Ian Bootle, vice president for cargo, said here the airline's freight between Canada and the United Kingdom alone is expected to rise by almost 40 percent this year.Introduction of a new fleet of Boeing 767-300ER aircraft will enable the airline to achieve the growth targets. With 12 tons of cargo capacity each, the new planes almost double Canadian Airlines' trans-Atlantic cargo capacity. The carrier also will use McDonnell Douglas DC-10-30 aircraft with 15 tons freight capacity on some routes.

When Canadian Airlines introduces its summer schedule April 29, it will operate 20 scheduled flights weekly linking London Gatwick with Toronto, Ottawa, Calgary, Edmonton and Vancouver and three weekly flights between Manchester and Toronto.

Other European cities served will be Frankfurt and Munich in West Germany, Rome and Milan in Italy, Paris, Amsterdam and Copenhagen.

Canadian Airlines also has created a new position of regional manager for Europe. Paul Norris, formerly U.K. manager with Canadian Air Cargo, has been appointed to the post.
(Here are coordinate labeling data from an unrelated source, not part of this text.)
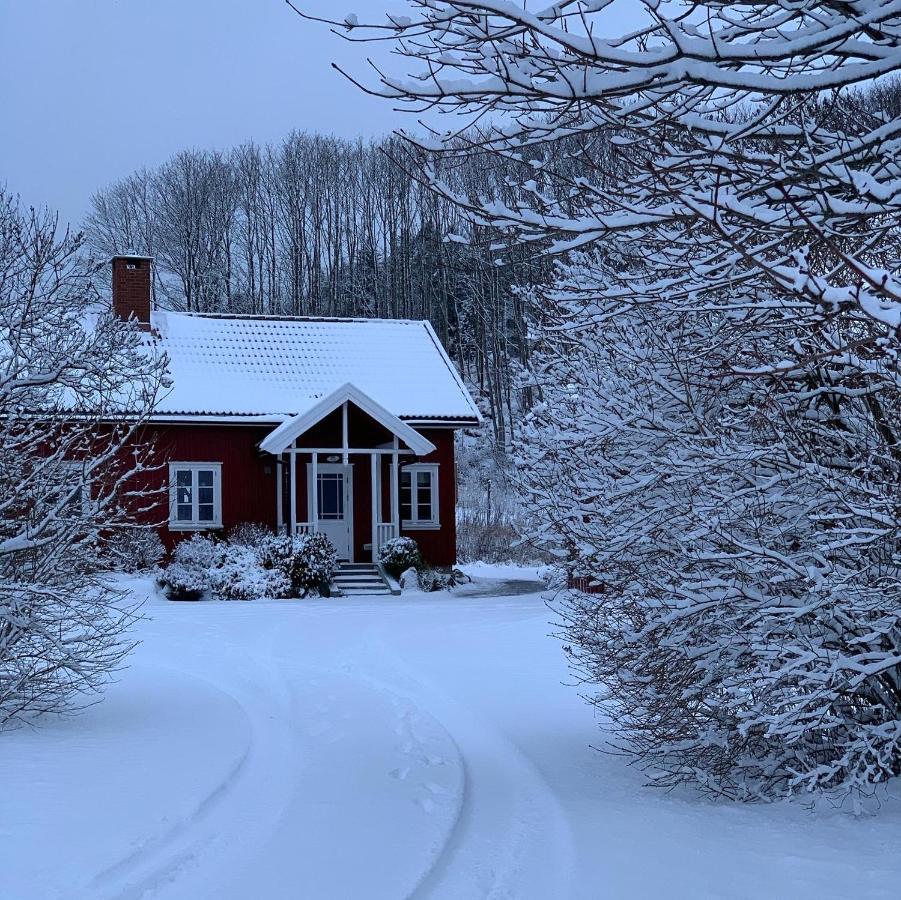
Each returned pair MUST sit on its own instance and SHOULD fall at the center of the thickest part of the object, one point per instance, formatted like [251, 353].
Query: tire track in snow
[510, 838]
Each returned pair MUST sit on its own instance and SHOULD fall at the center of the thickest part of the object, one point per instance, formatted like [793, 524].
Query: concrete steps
[359, 579]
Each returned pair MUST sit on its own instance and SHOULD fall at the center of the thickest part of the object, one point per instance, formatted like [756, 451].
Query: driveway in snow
[423, 746]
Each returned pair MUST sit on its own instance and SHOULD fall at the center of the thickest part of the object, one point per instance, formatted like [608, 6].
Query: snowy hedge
[249, 566]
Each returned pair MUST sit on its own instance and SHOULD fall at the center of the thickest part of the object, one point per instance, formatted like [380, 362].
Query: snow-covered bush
[239, 575]
[76, 387]
[251, 565]
[435, 580]
[189, 575]
[307, 561]
[249, 534]
[399, 554]
[743, 538]
[134, 550]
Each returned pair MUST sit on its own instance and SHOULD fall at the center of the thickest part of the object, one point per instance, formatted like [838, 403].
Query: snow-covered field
[383, 748]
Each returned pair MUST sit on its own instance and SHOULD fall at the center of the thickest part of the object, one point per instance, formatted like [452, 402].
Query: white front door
[335, 514]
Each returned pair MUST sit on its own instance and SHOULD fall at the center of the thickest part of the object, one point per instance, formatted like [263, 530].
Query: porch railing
[384, 532]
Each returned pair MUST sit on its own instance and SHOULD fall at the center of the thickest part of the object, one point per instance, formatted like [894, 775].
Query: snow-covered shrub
[409, 580]
[399, 554]
[307, 561]
[435, 580]
[239, 575]
[249, 534]
[741, 538]
[134, 550]
[189, 575]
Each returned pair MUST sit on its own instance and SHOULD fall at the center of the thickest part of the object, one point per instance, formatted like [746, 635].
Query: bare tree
[76, 385]
[717, 449]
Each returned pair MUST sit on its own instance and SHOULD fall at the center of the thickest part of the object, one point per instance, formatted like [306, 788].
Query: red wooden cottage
[341, 426]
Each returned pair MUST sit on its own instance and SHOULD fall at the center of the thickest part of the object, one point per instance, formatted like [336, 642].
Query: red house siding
[249, 478]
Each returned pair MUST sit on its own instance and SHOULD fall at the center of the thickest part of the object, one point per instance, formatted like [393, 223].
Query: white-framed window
[81, 503]
[419, 496]
[195, 496]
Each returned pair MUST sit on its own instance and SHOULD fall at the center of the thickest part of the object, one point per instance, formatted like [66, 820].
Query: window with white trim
[419, 495]
[195, 495]
[81, 503]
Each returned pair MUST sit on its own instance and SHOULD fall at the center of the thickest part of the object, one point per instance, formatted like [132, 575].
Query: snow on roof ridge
[268, 317]
[281, 365]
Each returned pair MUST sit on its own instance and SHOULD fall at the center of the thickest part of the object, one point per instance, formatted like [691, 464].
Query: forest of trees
[323, 226]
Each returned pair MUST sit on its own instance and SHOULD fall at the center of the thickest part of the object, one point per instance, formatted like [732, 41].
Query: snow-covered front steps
[360, 579]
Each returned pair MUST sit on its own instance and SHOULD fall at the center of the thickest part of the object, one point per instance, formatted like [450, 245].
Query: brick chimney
[131, 288]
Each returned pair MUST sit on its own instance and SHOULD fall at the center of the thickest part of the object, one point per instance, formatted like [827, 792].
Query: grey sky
[94, 89]
[91, 90]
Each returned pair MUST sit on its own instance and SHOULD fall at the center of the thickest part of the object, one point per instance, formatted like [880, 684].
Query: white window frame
[415, 523]
[194, 468]
[88, 505]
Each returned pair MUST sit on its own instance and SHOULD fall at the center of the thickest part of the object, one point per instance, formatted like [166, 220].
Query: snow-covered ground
[418, 746]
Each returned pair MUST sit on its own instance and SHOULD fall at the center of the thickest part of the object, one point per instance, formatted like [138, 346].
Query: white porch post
[293, 499]
[375, 507]
[313, 489]
[395, 491]
[279, 491]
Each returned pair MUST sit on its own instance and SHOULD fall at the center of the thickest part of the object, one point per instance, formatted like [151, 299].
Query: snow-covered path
[382, 748]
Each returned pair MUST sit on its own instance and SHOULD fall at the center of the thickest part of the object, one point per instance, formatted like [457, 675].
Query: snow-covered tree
[76, 385]
[739, 546]
[717, 444]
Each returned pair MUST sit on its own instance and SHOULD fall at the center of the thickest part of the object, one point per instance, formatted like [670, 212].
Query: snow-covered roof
[272, 368]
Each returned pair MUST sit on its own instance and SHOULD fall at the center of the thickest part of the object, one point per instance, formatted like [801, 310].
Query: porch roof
[282, 437]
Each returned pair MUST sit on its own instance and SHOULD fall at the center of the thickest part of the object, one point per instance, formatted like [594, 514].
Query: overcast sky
[93, 89]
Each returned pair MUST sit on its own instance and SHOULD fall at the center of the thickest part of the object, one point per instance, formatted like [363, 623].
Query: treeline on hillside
[323, 226]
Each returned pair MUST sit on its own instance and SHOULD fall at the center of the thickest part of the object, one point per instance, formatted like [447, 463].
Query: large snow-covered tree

In the United Kingdom the airline expects its cargo growth to be aided by a 3.5 million ($5.6 million) redevelopment program. Skycare, its handling agent at London's Gatwick and Heathrow airports, is undertaking at its cargo facilities.

The airline will also operate a new fleet of trucks, each capable of carrying four pallets, to transfer cargo between the two airports. This could be particularly useful if Mr. Bootle's plan to establish interline arrangements with Far East and other airlines succeeds.

Developments in Canada are also expected to contribute to the airline's cargo growth strategy. Canadian Airlines is spending $1 million modernizing freight facilities at Toronto's Pearson International Airport and expanding its road trucking operations.